Conrad MF, Crawford RS, Hackney LA, Paruchuri V, Abularrage CJ, Patel VI, Lamuraglia GM, Cambria RP. Endovascular management of patients with critical limb ischemia.
J Vasc Surg 2011;
53:1020-5. [PMID:
21211929 DOI:
10.1016/j.jvs.2010.10.088]
[Citation(s) in RCA: 90] [Impact Index Per Article: 6.9] [Reference Citation Analysis] [Abstract] [Track Full Text] [Journal Information] [Subscribe] [Scholar Register] [Received: 05/05/2010] [Revised: 10/15/2010] [Accepted: 10/15/2010] [Indexed: 11/26/2022]
Abstract
BACKGROUND
Although percutaneous intervention (PTA) is considered first-line therapy for peripheral vascular disease in many scenarios, its role in critical limb ischemia (CLI), wherein anatomic disease is more extensive, remains unclear. In the present study, late (5-year) clinical and patency data for PTA in CLI are defined.
METHODS
From January 2002 to December 2007, 409 patients underwent infrainguinal PTA ± stent for CLI (Rutherford IV-VI) of 447 limbs. Primary patency, assisted patency, limb salvage, and survival were assessed using Kaplan-Meier.
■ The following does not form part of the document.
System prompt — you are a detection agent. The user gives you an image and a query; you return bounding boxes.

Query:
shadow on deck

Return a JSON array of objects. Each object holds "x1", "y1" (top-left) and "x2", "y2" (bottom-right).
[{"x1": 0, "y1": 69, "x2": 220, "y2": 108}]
Predictors of patency, limb salvage, and death were determined using multivariate models.
RESULTS
Demographics included age (70 ± 12 years old), diabetes (65.8%), and dialysis dependence (13%). The superficial femoral artery was treated in 58% of the patients, 16% were limited to the crural vessels, 38% had multilevel treatment, and stents were placed in 26%. Eighty percent of patients received postprocedure clopidogrel. Mean follow-up was 28 months (0-83). Five-year primary and assisted patency were 31% ± 0.04 and 75% ± 0.04, respectively. Limb salvage at 5 years was 74% ± 0.038. Sixty-three patients had major amputations. Survival at 5 years was 39% ± 0.03. Multivariate analysis identified dialysis dependence (P = .0005; 2.7 [1.6-4.8]), ≤1 vessel runoff (P = .02; 1.5 [1.1-2.0]), and warfarin use (P = .001; 1.7 [1.25-2.3]) as negative predictors of primary patency, but none of these were negative predictors of assisted patency. Dialysis dependence (P = .006; 2.5 [1.3-4.8]), female gender (P = .02; 2.0 [1.1-3.7]), and ≤1 vessel run-off (P = .04; 1.8 [1.0-3.2]) predicted limb loss. Dialysis dependence (P = .0003; 2.3 [1.5-3.5]), diabetes (P = .04; 1.5 [0.5-2.1]), and poor run-off (P = .04; 1.6 [1.2-2.1]) were predictors of mortality.
CONCLUSION
Although primary patency is low, excellent limb salvage rates can be achieved in patients with CLI through close follow-up and secondary interventions. These data, and the 12% annual death rate, validate PTA as first-line therapy in patients with CLI.